Monte Vista, CO — The general consensus on the 2016 San Luis Valley potato crop is that after a cool and somewhat slow start, most of the acreage caught up, and both quality and sizing look good.
Valley wide, planted and potato harvest acreage for the year is down, according to Colorado Potato Administrative Committee Executive Director Jim Ehrlich, who on Aug. 19 said last year was at 52,000 acres. “This year we’re at about 50,900,” he said, adding that normal rotation accounts for some of the decrease.
“From what I’ve seen the vines are starting to die back, and the indication is that size is good,” he said. “We had our field day tour this week, and the potatoes in those controlled fields all look very good.
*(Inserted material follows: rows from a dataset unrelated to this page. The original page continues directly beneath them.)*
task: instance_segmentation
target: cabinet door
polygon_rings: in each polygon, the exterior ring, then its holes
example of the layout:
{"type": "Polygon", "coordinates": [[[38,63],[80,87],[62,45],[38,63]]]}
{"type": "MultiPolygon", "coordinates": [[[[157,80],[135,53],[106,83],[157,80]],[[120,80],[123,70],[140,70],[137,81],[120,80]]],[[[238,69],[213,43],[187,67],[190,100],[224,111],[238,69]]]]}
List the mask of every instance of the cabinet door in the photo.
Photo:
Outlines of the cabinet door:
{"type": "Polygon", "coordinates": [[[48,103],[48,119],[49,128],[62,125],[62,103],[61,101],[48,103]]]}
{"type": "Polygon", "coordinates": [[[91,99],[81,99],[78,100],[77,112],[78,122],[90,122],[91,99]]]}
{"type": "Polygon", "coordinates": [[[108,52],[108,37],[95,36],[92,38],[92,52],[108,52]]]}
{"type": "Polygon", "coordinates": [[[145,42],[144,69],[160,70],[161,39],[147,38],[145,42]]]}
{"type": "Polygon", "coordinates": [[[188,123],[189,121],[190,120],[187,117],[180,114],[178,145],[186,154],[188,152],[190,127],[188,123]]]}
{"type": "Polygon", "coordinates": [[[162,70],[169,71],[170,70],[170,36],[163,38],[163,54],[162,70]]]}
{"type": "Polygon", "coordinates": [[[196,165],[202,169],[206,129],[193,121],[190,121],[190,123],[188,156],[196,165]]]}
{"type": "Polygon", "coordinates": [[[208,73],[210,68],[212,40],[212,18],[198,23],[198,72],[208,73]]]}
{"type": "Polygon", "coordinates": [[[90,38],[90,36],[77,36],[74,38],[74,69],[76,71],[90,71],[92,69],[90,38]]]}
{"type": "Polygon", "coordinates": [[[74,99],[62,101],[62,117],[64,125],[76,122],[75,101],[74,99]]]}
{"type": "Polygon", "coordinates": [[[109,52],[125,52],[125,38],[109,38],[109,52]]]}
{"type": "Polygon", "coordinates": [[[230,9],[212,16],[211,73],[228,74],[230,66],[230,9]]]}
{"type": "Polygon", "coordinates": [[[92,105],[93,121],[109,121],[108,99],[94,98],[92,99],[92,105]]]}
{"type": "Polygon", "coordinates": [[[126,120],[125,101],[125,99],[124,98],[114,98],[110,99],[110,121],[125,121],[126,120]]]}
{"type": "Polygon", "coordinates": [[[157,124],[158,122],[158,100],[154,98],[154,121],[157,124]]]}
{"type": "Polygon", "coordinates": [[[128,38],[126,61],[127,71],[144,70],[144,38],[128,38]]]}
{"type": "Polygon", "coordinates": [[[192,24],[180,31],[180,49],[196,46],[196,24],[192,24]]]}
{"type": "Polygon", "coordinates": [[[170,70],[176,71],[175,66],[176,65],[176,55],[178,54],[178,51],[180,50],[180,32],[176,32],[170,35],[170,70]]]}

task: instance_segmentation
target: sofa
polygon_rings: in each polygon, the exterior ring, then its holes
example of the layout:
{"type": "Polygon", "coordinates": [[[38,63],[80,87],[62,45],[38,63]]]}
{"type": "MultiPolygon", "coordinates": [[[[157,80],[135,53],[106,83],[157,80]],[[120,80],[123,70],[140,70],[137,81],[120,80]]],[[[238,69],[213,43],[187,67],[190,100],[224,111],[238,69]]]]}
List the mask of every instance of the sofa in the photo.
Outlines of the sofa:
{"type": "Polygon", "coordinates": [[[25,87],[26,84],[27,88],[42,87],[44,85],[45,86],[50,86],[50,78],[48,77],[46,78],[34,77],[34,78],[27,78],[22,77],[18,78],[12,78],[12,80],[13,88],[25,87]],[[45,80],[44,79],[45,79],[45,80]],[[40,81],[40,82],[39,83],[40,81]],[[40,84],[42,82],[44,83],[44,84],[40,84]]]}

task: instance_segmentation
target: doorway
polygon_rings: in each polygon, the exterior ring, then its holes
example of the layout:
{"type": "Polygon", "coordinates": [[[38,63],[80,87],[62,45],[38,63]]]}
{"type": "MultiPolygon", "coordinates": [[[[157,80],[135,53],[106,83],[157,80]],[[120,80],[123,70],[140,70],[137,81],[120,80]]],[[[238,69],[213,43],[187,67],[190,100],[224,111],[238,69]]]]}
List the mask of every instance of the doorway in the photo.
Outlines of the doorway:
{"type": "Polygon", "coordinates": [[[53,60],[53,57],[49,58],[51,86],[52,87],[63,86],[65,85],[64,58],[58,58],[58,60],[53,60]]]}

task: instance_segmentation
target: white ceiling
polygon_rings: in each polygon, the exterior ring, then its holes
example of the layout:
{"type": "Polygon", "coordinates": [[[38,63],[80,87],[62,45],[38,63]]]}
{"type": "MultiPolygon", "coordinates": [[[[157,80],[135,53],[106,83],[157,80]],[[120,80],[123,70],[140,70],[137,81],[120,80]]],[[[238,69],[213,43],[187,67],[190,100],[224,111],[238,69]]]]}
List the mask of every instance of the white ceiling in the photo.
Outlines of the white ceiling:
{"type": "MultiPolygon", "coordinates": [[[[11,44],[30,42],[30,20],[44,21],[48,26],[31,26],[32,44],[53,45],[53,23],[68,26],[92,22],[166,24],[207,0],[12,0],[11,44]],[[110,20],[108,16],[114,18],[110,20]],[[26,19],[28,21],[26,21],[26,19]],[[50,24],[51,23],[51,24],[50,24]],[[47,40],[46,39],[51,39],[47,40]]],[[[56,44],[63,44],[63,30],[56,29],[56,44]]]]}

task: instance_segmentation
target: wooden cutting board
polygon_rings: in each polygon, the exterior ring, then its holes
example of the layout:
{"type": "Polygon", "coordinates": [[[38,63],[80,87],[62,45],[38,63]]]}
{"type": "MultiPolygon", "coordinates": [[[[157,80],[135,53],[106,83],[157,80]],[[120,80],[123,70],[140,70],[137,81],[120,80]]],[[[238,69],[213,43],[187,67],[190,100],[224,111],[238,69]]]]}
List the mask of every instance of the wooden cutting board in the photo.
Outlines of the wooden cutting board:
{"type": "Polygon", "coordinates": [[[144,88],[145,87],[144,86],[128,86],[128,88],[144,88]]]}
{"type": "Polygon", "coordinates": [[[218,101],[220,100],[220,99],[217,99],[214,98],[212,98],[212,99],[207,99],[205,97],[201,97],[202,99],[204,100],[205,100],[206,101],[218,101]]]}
So we’re anticipating a good crop.”
The region had not experienced undue stress, Ehrlich said. “We had some warmer days and cooler nights, and we had no problem keeping up with irrigation this year.”
Some growers in the region had started bringing potatoes to the shed in August, and harvest generally runs into mid-October.
As the potato harvest gets under way, many shippers are watching ongoing negotiations with Mexico to signal market openings with that country.
It has been reported that Mexican President Enrique Peña Nieto issued two decrees in early August, and the industry is paying close attention to further actions between Mexico and the United States regarding potato shipments that have for years been restricted to a 26-kilometer “buffer zone” inside Mexico’s borders.
Colorado holds a freight advantage in shipping to Mexico, and even with the restrictions, several shippers in the San Luis Valley send a sizeable percentage of their total volume to receivers there.
With the 2015-16 crop, 2,176 loads in all were shipped during the year, down about 400 loads from the year before. Russets made up nearly 99 percent of the crop last year and 97 percent in 2014-15.
Yellows last year were 0.2 percent, down slightly from 0.3 in 2014-15. Interestingly, yellows have declined since 2013, dropping 0.1percent each year.
Reds were 1 percent last year and 2.6 percent the year before, showing an increase of russets in 2015-16.
CPAC does not track organic or specialty acreage, but according to information provided earlier in the year, conventionals comprised 47,000 acres, and organics accounted for 4,000 acres. Russets saw 38,540 acres in conventionals and 3,280 acres, or about 8 percent, was in organics. There were 2,820 acres in conventional reds and 240 acres in organics. Yellows had 3,290 acres in conventional and 280 in organics. And specialties had 2,350 acres in conventional and 200 in organics.
Ehrlich said, “I’ve heard that our organic acreage is up, and a few new growers are trying it.”